In the current political climate, do you think the freedom of the press is under attack?
Journalists are being jailed and murdered around the world in ever greater numbers. This is profoundly disturbing for anyone who cares about the independent provision of information in the world. It is associated with the reversal of democratic norms, the rise of authoritarianism, and organized crime. None of these trends should be treated with complacency. The biggest dangers currently come from state actors deploying propaganda and misinformation, ownership concentration, and the lack of publishing responsibility taken by the main distribution channels for news. These are creating a toxic information environment in which important journalism risks becoming lost or simply not supported.
The World Economic Forum’s Annual Meeting in Davos has often been criticised as an event which trades in exclusivity. How do you respond to these sorts of critiques?
The World Economic Forum’s Annual Meeting is the only global attempt to bring together active leaders to address longer term issues. In the 1970s it warned leaders to take the environment seriously. In the 1980s it helped provide a platform for those wanting to end the Cold War. In the 1990s it warned of growing social inequality as others celebrated the triumph or free markets and the end of history. At the turn of the twenty-first century it heralded the incredible digital changes of global connectivity. Today it helps explain and prepare leaders for the coming challenges of the Fourth Industrial Revolution. Its flaw is that it is based on the optimistic principle that dialogue and breaking people out of siloes can help advance thinking. That isn’t always true. But when it fails, it is a fault of optimism – and those are good faults. And many times, it succeeds, as evidenced by leaders returning year after year.
To what extent do you think institutions of global governance, such as the World Economic Forum, produce real change?

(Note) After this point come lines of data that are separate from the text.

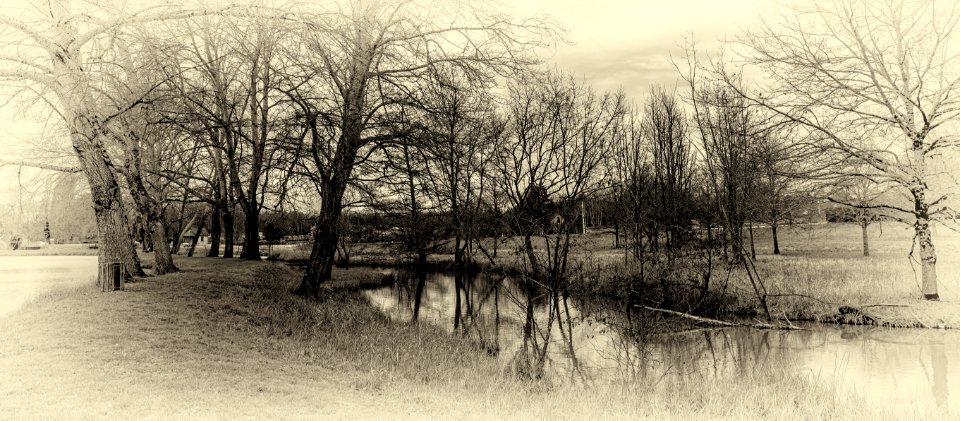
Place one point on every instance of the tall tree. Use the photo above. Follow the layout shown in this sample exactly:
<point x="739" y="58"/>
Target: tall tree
<point x="874" y="82"/>
<point x="366" y="54"/>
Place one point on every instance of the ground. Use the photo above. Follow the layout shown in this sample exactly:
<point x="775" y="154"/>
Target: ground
<point x="224" y="339"/>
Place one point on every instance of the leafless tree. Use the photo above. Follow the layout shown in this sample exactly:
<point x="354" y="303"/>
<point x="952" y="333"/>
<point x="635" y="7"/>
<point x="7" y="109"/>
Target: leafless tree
<point x="359" y="61"/>
<point x="873" y="82"/>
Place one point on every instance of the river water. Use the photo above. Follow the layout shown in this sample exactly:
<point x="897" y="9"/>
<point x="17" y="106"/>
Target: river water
<point x="24" y="277"/>
<point x="590" y="342"/>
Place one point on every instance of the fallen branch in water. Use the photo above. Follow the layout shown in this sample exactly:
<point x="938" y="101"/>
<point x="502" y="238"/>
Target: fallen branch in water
<point x="721" y="322"/>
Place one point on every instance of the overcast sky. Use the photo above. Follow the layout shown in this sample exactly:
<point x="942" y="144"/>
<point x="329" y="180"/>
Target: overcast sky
<point x="612" y="44"/>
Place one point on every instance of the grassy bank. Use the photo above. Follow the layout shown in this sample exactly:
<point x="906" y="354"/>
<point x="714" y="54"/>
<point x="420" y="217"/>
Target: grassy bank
<point x="223" y="339"/>
<point x="820" y="270"/>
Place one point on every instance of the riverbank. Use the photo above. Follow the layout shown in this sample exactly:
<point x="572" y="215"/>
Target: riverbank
<point x="820" y="272"/>
<point x="54" y="250"/>
<point x="224" y="339"/>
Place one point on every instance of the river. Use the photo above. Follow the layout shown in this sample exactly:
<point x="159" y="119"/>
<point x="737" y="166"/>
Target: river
<point x="606" y="344"/>
<point x="24" y="277"/>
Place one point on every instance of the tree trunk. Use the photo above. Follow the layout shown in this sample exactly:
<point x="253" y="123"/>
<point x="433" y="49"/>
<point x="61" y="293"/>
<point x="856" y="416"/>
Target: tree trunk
<point x="196" y="236"/>
<point x="326" y="227"/>
<point x="115" y="242"/>
<point x="251" y="232"/>
<point x="216" y="231"/>
<point x="866" y="241"/>
<point x="776" y="239"/>
<point x="148" y="207"/>
<point x="928" y="255"/>
<point x="228" y="237"/>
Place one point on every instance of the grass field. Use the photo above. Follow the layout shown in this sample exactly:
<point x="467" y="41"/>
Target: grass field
<point x="223" y="339"/>
<point x="821" y="268"/>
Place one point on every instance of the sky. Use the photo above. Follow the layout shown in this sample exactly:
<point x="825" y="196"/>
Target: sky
<point x="611" y="44"/>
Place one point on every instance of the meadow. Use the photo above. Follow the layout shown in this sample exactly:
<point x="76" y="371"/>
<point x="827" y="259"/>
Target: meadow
<point x="225" y="340"/>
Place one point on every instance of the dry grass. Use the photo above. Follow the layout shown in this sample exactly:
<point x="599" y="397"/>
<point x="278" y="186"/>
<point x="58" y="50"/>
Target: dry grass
<point x="223" y="339"/>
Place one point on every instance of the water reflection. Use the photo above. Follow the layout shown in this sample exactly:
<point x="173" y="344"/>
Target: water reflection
<point x="587" y="341"/>
<point x="24" y="277"/>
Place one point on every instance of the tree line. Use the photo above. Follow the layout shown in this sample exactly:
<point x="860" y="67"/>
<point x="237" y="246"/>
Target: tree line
<point x="443" y="116"/>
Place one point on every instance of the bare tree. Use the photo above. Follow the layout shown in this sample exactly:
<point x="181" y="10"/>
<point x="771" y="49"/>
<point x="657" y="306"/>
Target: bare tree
<point x="873" y="82"/>
<point x="58" y="53"/>
<point x="365" y="55"/>
<point x="665" y="130"/>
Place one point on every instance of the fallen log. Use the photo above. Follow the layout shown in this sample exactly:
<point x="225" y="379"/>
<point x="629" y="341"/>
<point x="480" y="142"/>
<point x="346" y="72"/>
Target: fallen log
<point x="723" y="323"/>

Many institutions have either no mandate or a very limited one. We still live in a world of nation-states. The global governance mechanisms in place are largely a function of the settlement that ended WW2 and reflect a reality in global power relations and the world economy that no longer exists. There is no democratic institution at the global governance level, so there’s certainly no political mandate for change. However, the pressing global issues we face, especially climate change, increasingly require global actors – not just nation states – to be involved and many of these actors remain comparatively weak, which in itself makes real change at global level hard to achieve. That doesn’t mean we shouldn’t try to achieve progress on big issues, but we need to do so with our eyes open.
What is the most important advice you could give to young scholars of International Relations?
Learn another language. Even in the age of machine translation and AI, the discipline of understanding another culture on its terms is vital to human understanding.